Machine learning has revolutionized many industries over the last few years and increased our collective intelligence and capabilities to a new level. Practical cybersecurity solutions that solve complex business problems have huge growth potential, as stated in this McKinsey report.
"A survey of 4,000 midsized companies suggests that threat volumes will almost double from 2021 to 2022." ... " At approximately 10 percent penetration of security solutions today, the total opportunity amounts to a staggering $1.5 trillion to $2.0 trillion addressable market."
Given the enormous growth potential in this field, the natural inclination would be to innovate by combining the forces of machine learning and cybersecurity.
As per current trends, machine learning is widely used to solve cybersecurity-related problems in the following areas:
According to the data published by av-test.org, there is a definitive increase in new malware and potentially unwanted applications (PUAs).
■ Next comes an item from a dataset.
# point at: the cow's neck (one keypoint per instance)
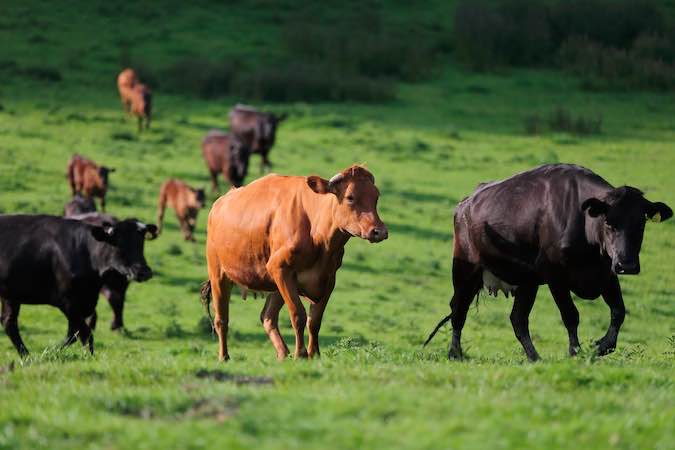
(325, 231)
Extensive research has been conducted in this area, and companies such as Malwarebytes have begun to use AI-based malware detections rather than rule-based detections. This is frequently done to mitigate new malware variants and other zero-day attacks.
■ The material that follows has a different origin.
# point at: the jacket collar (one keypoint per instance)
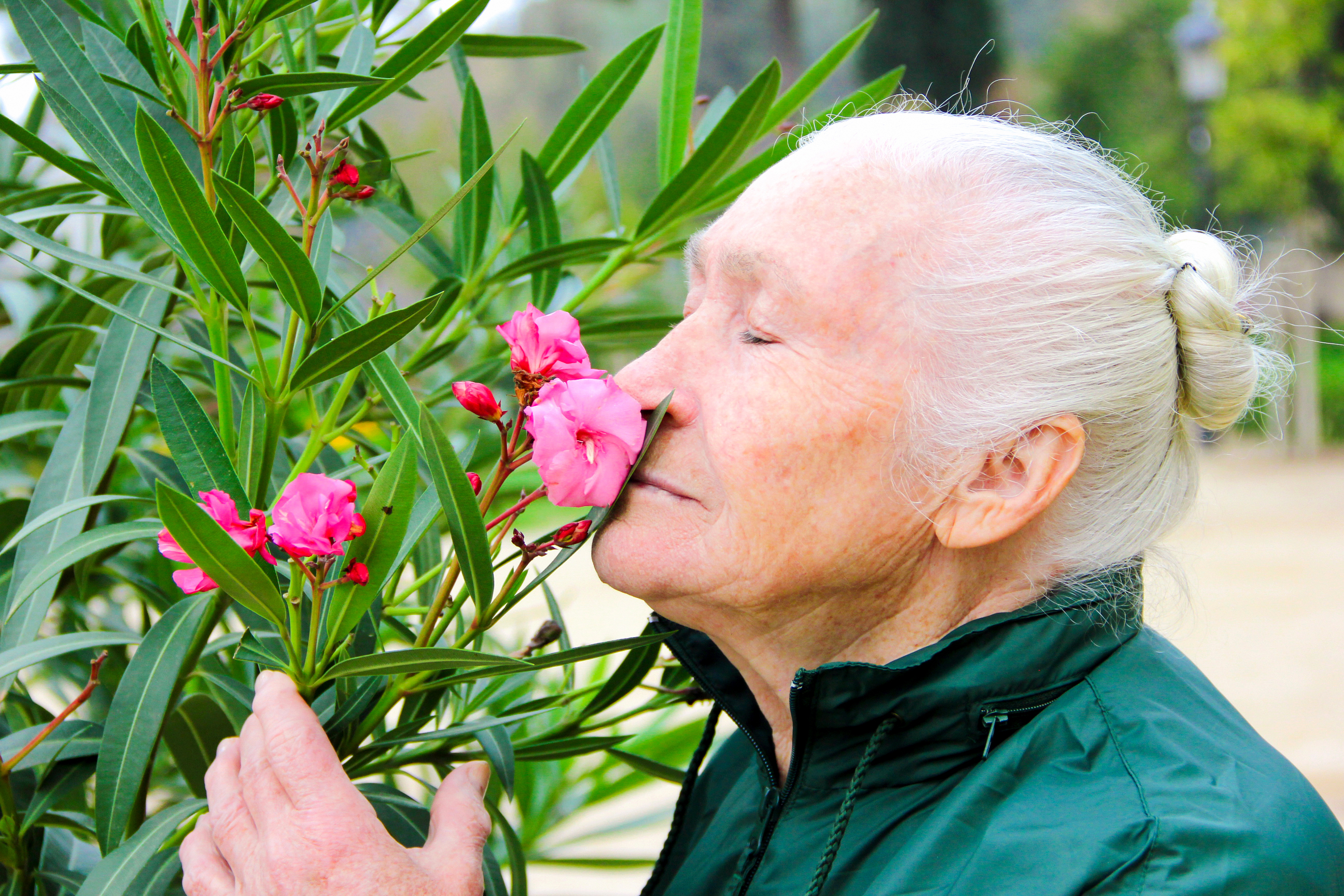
(940, 694)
Network intrusion attempts, like malware detection, are difficult to detect due to the high variability in traffic and the constant evolution of evasion attempts by threat actors. To meet the demands of the modern threat landscape (zero-days, advanced persistent threats (APTs), etc.), machine learning-based web application firewalls (such as Cloudflare's WAF) have sprung up.
As per CGNET's report, "With phishing attacks growing by a whopping 1,179% in just the past 5 years—meaning that the number of reported phishing attacks in 2021 was nearly 13 times higher than 5 years ago—it is more important than ever to take a look at the data and prepare for what’s to come." Companies such as Netskope have adopted unique deep-learning-based solutions to detect phishing websites. Similar approaches have been used to detect phishing emails.
"Bots make up 66% of all internet traffic, with malicious bots accounting for 40% of all traffic, according to research conducted in 2021 by Barracuda Networks." That is a staggering amount of automated traffic, and threat actors often use bots to scrape (unauthorized) data, hoard goods and services (affecting e-commerce businesses), deploy credential stuffing, or launch DDoS attacks. Companies such as Cloudflare and Akamai offer bot management solutions that use machine learning to detect unauthorized bot activity.
There are several niche use cases where machine learning can help improve the workflow of various cybersecurity professionals, such as the use of AI to track and detect cybercriminals in darknet forums. In the upcoming years, we can expect AI to play an ever-increasing role in cybercrime detection, as well as the development of autonomous cybersecurity products that can combat threats in real time.